I looked back up at the man, voice finally deciding to return. I asked him how old it was.

“How old? Hmm. Well, I was eighteen when it was written. Years before the world fell.”

I asked who drew and wrote all over its delicate pages; a smile tugged at his face. His chair creaked as he leaned forward some more and took the book, flipping to a printed drawing of a majestic dragon and pointing at it with a tap.

“I drew the creatures for this book,” he told me, “the notes and doodles are just cut content.”

How of the other writer, then, who was proud with every stroke of their pen or pencil?

He looked at the floor, taking his glasses off and tucking them away before he slowly stood, a slight smile still evident on his face, as he folded the blanket he had draped over him up and started toward the front door. He turned the knob and answered me softly.

“The author made those.”

I gaped before following him in, and he paid no mind to it, placing the blanket upon a patched-up couch and patting it down. He put the book up on a tall shelf among many that looked like it. Further down the shelves were photos weary with time, faded plastic bricks clicked into fantastical ships and beings, and the odd plant or cup of clean water. There was, in fact, a shotgun present, but mounted up above the fireplace next to fantastical swords.

I turned my attention back to the shelf. The photos were of two teenagers, small and contained behind glass that couldn’t help but catch dust in hard-to-clean places, with smiles on their faces that were practically cheek-to-cheek. All over the house’s interior, I found, did these two grin, a girl with browning blonde hair and a boy with earthy eyes and curls. The more I looked, the older they got, going from young, glowing, awkwardly-bodied adolescents dressed for prom to fully grown adults standing with their arms wrapped around each other as they shared a kiss beneath a flowering arch, the woman’s dress shimmering golds and whites I could never have dreamed of being so pure.

The old man made his way to a tank, sprinkling some food in for the fiery fish that lived inside. A diploma, I recall, was framed just above it, for something relating to the ocean, the thing that had swallowed up cities.

I saw notes, shared again by both hands’ artistry, posted in various places. Things reminding the man to sleep well; to take his meds; to go outside; to clean his room; to love himself. Things written, in the author’s handwriting, that said she loves him.

I had collected it in my head, then. The author is the old man’s wife, and he has been reading her books every day.

Are you waiting for her? I piped up to him, now taken to admiring the structures one of them had built out of that material that was never to wash up on shore again. I heard him stop, I heard him breathe in and exhale deeply.

“No,” he told me.

Why not, I inquired, walking over to him, taking care not to bump anything in this relic from the past, this place that felt so warm and loved and lived in.

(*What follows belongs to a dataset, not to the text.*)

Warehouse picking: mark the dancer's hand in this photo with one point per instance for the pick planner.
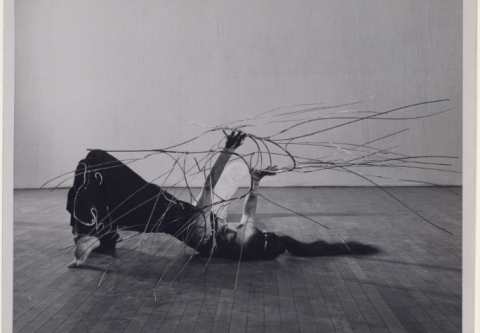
(258, 174)
(234, 140)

He peered at the wedding photo, then toward the window blinds that obscured the view of the tree awaiting. He did not answer my question.

“You want to see the tree, don’t you?”

I remembered, yes, how could I forget? Yes, yes, yes, I wanted to see the beautiful tree, I wanted to bask in its color and learn how it was flourishing so!

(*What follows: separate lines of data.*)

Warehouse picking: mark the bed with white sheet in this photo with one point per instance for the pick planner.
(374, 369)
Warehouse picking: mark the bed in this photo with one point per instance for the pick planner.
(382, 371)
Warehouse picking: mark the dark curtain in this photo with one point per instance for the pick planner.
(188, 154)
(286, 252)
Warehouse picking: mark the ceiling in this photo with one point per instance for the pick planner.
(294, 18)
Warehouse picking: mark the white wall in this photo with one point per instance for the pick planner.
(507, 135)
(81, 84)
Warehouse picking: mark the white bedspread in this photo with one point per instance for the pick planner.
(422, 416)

The smile on his face began to return as he opened the door to the backyard. The world sparkled before me, suddenly flooded in light and sugar, as there stood the tree.

An apple tree. Hanging from its branches were bright red apples that shone under the sunlight. The grass beneath it was just as alive, trimmed but flowing from the passing zephyr, no weeds intruding on the thick brown trunk that stretched up toward the sky and drank its life-giving light to produce what I could only assume would be bushels of glistening red apples. I had never seen anything like it before. Fruits were becoming more common, yes, but never have they been so heavenly. My mouth watered at the very sight.

Tearing my gaze away, I saw more inside of this Garden of Eden; a place that had been ever so often mentioned between adults; a mythical paradise, and here it was. Here it was, with lush green grapes and bushes of rosy yellow flowers, blue petals blooming as they climbed up the sides of the fence and house walls and made an indescribably wonderful scent drift through and bless my senses, a mix of fresh dirt and sea spray and blooming coastal flowers.

The old man picked at a stray clover near the base of the apple tree and flicked it away, brushing his hand up the trunk and running his fingers over the shining green leaves. His smile returned in full, and he looked down at me again.

“What do you think?"

I told him it was the most beautiful thing I had ever seen. He chuckled.

“You haven’t seen much yet, then. But I appreciate it.”

I pressed him for more. How was this place so colorful, so alive? How was this tree so wonderful?

“You really do like it, huh?”

I was very enthusiastic in my answer.

“That’s good. We need more like you. Plants are essential to our life. But I’m sure you know that by now.” He inhaled and sighed. “I’m happy you think it’s as pretty as I do.”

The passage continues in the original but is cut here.